Jonathan Hull jhull at gbis.com
Thu Apr 13 18:45:23 CDT 2017


I still like the ordering of floats defined in this proposal best (and think we should use it), but I imagine that there are other types which are almost (but not quite) comparable as well. Would there be any utility in having a ‘PartialComparable’ protocol that defined a single method:

	func compare(_:)->ComparisonResult?

That is, it is just like our compare, but it returns nil if two values can’t be meaningfully compared.  It would force you to deal with the cases where the comparison didn’t make sense, and handle it in a reasonable way in your code. (e.g. filtering those values out, or sticking them at the end).

You can think of it as failable compare...

Thanks,
Jon


> On Apr 13, 2017, at 1:17 PM, Ben Cohen via swift-evolution <swift-evolution at swift.org> wrote:
> PartialComparable
> 
> PartialComparable would essentially just be Comparable without any stated ordering requirements, that Comparable extends to provide ordering requirements.

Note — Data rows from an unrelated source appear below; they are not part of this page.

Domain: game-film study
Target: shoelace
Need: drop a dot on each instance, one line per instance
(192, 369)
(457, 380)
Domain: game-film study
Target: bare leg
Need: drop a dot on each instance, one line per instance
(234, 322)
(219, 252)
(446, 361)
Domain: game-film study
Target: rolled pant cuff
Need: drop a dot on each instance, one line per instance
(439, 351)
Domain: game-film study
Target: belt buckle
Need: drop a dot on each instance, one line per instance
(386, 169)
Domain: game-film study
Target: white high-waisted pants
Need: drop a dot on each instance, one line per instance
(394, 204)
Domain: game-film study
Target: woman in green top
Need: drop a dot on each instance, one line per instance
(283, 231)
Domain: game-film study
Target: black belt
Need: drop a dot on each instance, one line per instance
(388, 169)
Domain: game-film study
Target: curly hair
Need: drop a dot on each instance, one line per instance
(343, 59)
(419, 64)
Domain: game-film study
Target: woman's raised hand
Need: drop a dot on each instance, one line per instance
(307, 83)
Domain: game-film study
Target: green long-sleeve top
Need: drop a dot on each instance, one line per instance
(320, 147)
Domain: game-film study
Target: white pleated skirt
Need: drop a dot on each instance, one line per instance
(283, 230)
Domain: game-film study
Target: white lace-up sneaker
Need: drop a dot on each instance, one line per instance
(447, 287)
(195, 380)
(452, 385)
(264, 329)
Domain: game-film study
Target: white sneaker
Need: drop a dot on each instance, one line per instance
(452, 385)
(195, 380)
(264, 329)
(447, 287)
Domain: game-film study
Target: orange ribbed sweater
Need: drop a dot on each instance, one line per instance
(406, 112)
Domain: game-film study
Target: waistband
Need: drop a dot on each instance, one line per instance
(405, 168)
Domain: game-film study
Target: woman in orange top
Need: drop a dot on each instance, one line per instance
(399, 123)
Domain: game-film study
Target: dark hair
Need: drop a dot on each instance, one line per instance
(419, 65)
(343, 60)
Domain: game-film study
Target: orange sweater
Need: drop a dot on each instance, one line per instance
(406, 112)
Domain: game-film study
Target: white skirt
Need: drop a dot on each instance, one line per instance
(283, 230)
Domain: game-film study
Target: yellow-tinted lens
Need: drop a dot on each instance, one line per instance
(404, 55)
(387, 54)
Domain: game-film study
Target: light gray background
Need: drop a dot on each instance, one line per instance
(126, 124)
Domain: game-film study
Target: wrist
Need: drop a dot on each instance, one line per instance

This would be a protocol that standard IEEE comparison could satisfy, but in the absence of total ordering requirements, PartialComparable is effectively useless. Either everyone would consume PartialComparable (to accept floats) or Comparable (to have reasonable behaviour).
> 
> The Rust community adopted this strategy to little benefit. The Rust libs team has frequently considered removing the distinction, but hasn’t because doing it backwards compatibly would be complicated. Also because merging the two would just lead to the problems Swift has today.